Politica

I diritti di una mamma calpestati dalla giustizia

Lady Matacena è in cella per aver aiutato la latitanza del marito condannato per mafia. Ma con la carcerazione preventiva si costringono ai servizi sociali anche i figli innocenti

Chiara Rizzo lascia gli uffici della polizia di frontiera di Ponte San Luigi (Imperia)
Chiara Rizzo lascia gli uffici della polizia di frontiera di Ponte San Luigi (Imperia)

"Da quando sono detenuta non ho più notizie di mio figlio quindicenne, ho bisogno di aiuto. Non so se sta con la sorella. Non so chi si sta prendendo cura di lui».

Proviamo ad aspettare qualche riga prima di svelare di chi sia lo sfogo (perché in Italia, quando si tratta di «certe» persone ogni convinzione sul diritto si deteriora in fretta) e proviamo solo a sintonizzarci sull'effetto che questa frase fa. Sa di ruggine e gelo.
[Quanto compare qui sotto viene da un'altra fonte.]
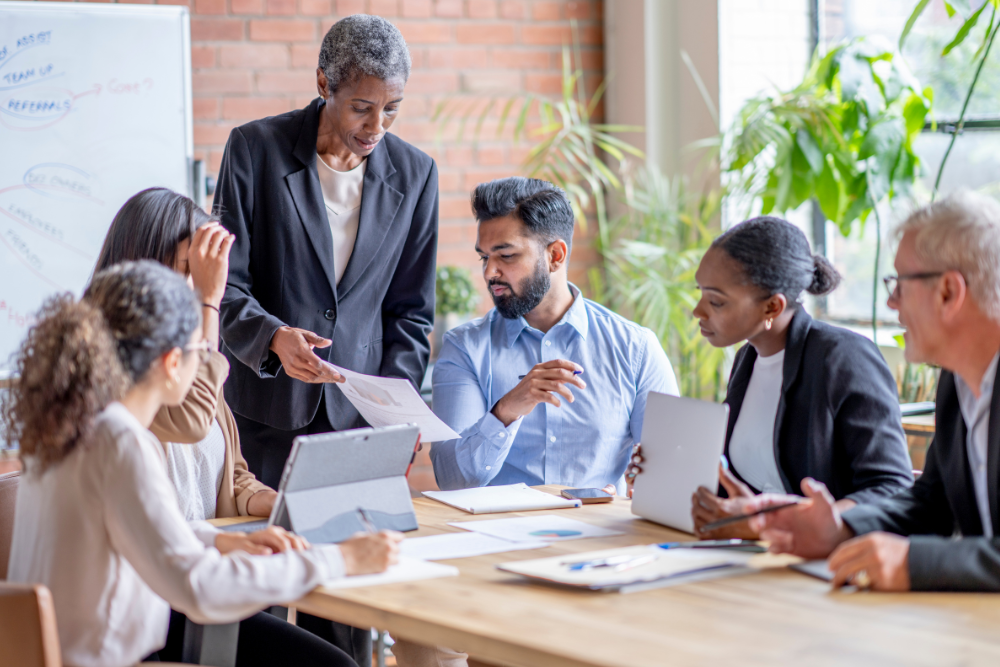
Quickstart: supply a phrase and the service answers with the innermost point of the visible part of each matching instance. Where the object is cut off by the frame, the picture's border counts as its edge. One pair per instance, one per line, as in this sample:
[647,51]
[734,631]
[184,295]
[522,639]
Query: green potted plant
[456,301]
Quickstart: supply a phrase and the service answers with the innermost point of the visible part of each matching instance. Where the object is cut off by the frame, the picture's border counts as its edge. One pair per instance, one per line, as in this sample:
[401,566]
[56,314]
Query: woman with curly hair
[91,522]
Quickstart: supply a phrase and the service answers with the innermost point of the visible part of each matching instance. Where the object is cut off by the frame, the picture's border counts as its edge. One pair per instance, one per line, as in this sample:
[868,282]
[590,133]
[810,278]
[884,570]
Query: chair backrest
[28,631]
[8,498]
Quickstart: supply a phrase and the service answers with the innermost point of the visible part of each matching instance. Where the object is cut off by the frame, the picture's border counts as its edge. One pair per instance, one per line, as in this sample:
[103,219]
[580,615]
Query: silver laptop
[682,443]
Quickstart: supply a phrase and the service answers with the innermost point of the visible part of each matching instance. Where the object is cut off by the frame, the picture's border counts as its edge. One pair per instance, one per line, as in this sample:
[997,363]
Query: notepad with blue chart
[632,569]
[506,498]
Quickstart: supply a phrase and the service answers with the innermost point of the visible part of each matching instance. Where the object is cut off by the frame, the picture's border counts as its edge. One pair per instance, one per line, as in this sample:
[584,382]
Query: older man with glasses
[947,292]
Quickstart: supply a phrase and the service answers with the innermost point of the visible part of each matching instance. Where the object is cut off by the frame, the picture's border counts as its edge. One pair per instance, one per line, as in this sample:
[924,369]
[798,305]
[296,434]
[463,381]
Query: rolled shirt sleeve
[476,457]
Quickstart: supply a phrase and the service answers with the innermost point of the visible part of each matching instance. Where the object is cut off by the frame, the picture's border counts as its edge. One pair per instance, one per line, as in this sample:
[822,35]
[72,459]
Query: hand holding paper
[390,402]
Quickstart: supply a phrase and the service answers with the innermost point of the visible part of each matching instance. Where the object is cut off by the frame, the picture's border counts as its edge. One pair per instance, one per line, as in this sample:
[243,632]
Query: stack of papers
[632,569]
[509,498]
[461,545]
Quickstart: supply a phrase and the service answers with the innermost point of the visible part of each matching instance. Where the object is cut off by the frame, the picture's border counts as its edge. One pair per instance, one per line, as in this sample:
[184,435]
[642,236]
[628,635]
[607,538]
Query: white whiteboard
[95,105]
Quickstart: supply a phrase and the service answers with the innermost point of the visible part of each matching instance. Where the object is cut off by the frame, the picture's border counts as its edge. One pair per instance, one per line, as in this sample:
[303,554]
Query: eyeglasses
[204,350]
[892,282]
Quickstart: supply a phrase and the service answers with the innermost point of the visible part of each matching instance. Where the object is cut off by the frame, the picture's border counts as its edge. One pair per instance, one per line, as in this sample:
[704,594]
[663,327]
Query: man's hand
[262,502]
[371,553]
[540,385]
[707,507]
[882,556]
[208,261]
[812,529]
[271,540]
[295,349]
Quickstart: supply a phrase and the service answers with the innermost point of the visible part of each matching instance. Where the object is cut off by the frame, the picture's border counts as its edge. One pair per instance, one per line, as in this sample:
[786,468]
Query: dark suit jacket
[943,502]
[838,419]
[281,268]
È la frase di una madre che da quindici giorni è in carcere a Reggio Calabria, in detenzione preventiva con le accuse di aver agevolato la latitanza del marito e di intestazione fittizia di beni. Ma non è nel merito delle accuse (o degli eventuali reati) che vogliamo inoltrarci. A farci impressione è un Paese in cui si incarcera una mamma (preventivamente per di più) e, di fatto, si condannano ai servizi sociali i suoi figli. A farci impressione è un Paese dove una madre incarcerata (chiunque essa sia) sparisce dai radar dei suoi affetti come certi aerei che sbagliano rotta. A farci impressione è un Paese in cui una madre (chiunque essa sia) è costretta ad affidare la propria angoscia per un figlio minorenne di cui non sa più nulla da giorni a un frettoloso incontro dietro le sbarre con un senatore in visita. A farci impressione è un Paese che concede attenuanti a chiunque e che diventa improvvisamente granitico e intransigente e ottusamente violento quando si tratta «solo» di qualcuno. Allora i giudizi grandinano feroci e non ci si limita ai giudizi. Specie se sei ricco, biondo, dedito alla bella vita. E va bene, può starci la rabbia e ancor più l'antipatia. Fino a quando non intossica al punto da renderci persecutori incongrui.

Loro, i figli condannati per estensione, si chiamano Francesca (vent'anni) e Athos (quindici). Lei, la madre, si chiama Chiara Rizzo, o Lady Matacena, come preferite. E sì stava a Montecarlo ed era «amica» di Scajola, e dava feste e beveva champagne, e aveva un sacco di macchine sopra alle quali si sdraiava per farsi fotografare in abito da sera. E probabilmente c'è di più. E va bene. Ma poi ci sono Francesca e Athos, che hanno un padre (Amedeo Matacena) già latitante a Dubai, che hanno visto le immagini della mamma in tv, arrestata a Nizza sulla scaletta di un aereo appena atterrato proprio da Dubai, dove era arrivata per cercare di raggiungerli. Le manette francesi attorno agli esili, famigliarissimi polsi, il pianto a dirotto, i poliziotti, i fotografi. E la mamma «inghiottita» prima in un carcere e poi in un altro. Chiusa, allontanata da qualche parte dove starà in qualche modo. Chissà come se la immagina un figlio, la propria mamma in galera. Come si immagina la cella e il tempo e l'odore e la luce e i pasti. La galera che limita la libertà di un corpo dal quale un figlio si ricorda improvvisamente di essere uscito. Una madre in cella torna ad essere anche un corpo. «Il» corpo. Una geografia che un figlio improvvisamente ripercorre a memoria e diventa strappo. La carne a brandelli. Due cose diverse un'altra volta. Lacerati, divisi ma stavolta da adulti.

Ci fa impressione un Paese che strappa le madri dai figli e i figli dalle madri. Senza buon senso e rispetto, senza cautela e pudore. Per chiunque.

Perché i figli di Chiara Rizzo, o Lady Matacena la spavalda, la coppa di champagne, come preferite, non sono meno figli degli altri.